Com tais técnicas, e robustecida pelas incessantes improvisações do elenco, a peça chega a ter cinco horas de duração no período de ensaios e motiva o desejo de encená-la em capítulos diários. Mas, é compactada para cerca de três horas de espetáculo. A violência, tema do texto, atravessa toda a encenação. Razão pela qual, ao final de cada cena – denominada round – os adereços e elementos cenográficos em cima do ringue são estraçalhados pelos atores, ao grito de: quebra!!

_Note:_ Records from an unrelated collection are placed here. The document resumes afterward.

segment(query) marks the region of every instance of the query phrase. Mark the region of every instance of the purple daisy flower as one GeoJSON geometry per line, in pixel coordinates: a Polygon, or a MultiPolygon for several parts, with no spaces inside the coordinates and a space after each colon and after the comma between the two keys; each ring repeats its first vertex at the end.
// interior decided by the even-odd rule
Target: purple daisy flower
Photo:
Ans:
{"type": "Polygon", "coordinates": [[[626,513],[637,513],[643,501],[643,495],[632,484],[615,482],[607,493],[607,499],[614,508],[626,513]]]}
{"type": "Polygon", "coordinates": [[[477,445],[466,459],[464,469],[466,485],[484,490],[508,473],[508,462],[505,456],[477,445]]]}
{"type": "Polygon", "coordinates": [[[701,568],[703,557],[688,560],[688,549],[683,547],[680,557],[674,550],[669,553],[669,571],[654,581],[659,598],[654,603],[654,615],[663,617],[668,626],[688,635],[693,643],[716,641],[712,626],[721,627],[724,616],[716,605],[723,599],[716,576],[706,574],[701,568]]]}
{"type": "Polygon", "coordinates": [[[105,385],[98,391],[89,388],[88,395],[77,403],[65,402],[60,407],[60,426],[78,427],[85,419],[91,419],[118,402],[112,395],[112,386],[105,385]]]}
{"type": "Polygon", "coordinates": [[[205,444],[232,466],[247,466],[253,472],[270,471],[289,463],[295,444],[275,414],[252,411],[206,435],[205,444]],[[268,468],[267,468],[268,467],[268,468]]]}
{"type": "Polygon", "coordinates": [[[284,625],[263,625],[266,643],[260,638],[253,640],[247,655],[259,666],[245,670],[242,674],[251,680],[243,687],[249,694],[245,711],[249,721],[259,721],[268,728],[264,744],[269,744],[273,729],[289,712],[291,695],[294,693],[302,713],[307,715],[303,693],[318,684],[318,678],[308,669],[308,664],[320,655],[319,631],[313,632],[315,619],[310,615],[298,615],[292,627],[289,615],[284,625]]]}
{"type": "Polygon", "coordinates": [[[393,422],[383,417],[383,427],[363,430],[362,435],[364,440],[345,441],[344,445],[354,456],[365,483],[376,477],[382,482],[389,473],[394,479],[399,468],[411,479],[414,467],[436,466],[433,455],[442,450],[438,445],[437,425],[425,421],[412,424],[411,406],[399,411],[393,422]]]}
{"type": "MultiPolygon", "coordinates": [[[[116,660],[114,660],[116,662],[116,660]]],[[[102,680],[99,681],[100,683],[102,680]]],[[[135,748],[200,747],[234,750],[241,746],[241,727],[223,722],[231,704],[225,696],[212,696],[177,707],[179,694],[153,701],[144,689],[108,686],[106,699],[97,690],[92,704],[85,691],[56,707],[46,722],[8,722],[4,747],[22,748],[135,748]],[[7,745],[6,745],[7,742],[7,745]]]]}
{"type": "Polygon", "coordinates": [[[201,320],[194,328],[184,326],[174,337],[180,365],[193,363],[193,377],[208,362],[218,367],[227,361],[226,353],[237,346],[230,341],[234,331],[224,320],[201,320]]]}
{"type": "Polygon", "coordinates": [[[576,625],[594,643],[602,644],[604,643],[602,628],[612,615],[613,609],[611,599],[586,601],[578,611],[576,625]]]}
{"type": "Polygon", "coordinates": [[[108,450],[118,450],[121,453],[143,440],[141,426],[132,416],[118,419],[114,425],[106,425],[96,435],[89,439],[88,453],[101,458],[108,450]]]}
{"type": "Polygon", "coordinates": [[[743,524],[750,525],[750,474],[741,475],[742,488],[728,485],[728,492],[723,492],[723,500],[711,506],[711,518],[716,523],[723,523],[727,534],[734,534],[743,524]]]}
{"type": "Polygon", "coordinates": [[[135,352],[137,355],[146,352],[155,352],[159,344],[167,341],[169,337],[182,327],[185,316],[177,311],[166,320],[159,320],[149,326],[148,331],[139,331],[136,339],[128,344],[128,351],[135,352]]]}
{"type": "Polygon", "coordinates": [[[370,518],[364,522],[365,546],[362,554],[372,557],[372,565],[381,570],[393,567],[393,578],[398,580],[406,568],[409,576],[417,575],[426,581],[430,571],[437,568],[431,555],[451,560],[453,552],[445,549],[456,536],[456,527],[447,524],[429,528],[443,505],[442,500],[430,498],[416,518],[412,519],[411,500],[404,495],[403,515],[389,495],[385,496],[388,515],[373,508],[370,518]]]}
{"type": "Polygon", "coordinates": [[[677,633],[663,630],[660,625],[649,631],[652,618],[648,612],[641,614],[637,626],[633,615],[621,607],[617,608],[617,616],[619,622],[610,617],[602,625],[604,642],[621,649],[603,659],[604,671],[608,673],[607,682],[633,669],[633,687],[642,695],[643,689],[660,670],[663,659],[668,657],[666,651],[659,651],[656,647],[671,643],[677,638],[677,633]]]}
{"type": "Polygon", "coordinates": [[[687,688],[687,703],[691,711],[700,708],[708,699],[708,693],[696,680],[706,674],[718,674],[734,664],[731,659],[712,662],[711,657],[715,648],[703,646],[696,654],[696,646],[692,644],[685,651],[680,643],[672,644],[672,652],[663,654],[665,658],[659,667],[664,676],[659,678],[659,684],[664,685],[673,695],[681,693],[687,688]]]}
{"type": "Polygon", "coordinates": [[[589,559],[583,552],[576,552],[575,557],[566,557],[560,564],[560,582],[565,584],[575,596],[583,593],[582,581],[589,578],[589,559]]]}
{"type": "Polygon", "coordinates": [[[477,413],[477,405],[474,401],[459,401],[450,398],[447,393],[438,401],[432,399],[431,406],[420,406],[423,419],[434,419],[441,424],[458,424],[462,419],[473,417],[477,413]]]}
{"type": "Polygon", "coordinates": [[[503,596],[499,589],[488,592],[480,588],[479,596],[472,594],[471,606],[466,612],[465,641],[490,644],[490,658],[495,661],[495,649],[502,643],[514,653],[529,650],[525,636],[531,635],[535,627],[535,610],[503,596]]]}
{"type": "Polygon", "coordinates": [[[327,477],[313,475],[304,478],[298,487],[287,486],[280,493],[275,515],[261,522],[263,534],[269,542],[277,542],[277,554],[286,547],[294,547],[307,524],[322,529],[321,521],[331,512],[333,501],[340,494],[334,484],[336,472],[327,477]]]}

Na verdade, “Na Selva das Cidades” estreou em 1923 e provocou opiniões divergentes dos críticos. Nela, dois homens entram em luta por uma espécie de “posse da alma”, onde os seres humanos ao redor deles são meras peças utilizadas num jogo onde corpos são empilhados metaforicamente. O crítico Herbert Jhering disse naquela ocasião: “nessa peça seres humanos sugam uns aos outros como vampiros; nela, as boas ações destroem. E os charcos exsudam luz”.
A peça é ambientada em uma fictícia Chicago norte-americana, onde uma família de emigrados tenta sobreviver. O jovem Garga torna-se empregado de uma livraria e vai experimentar um insólito desafio: vender sua opinião para o poderoso malaio Schlink, controlador da prostituição e do tráfico. Isso abre a guerra entre os dois, que atravessa toda a trama. Das implicações metafísicas presentes nesse confronto até a mais sangrenta sobrevivência nos mangues que cercam a cidade, onde ambos serão caçados pela polícia. A peça explora todas as etapas da desarticulação da família Garga. A irmã Maria, estuprada pelos capangas do malaio, se entrega à prostituição, caminho que também a namorada de Garga trilhará. Os pais, reduzidos quase a objetos, chafurdam no lixo à cata de comida.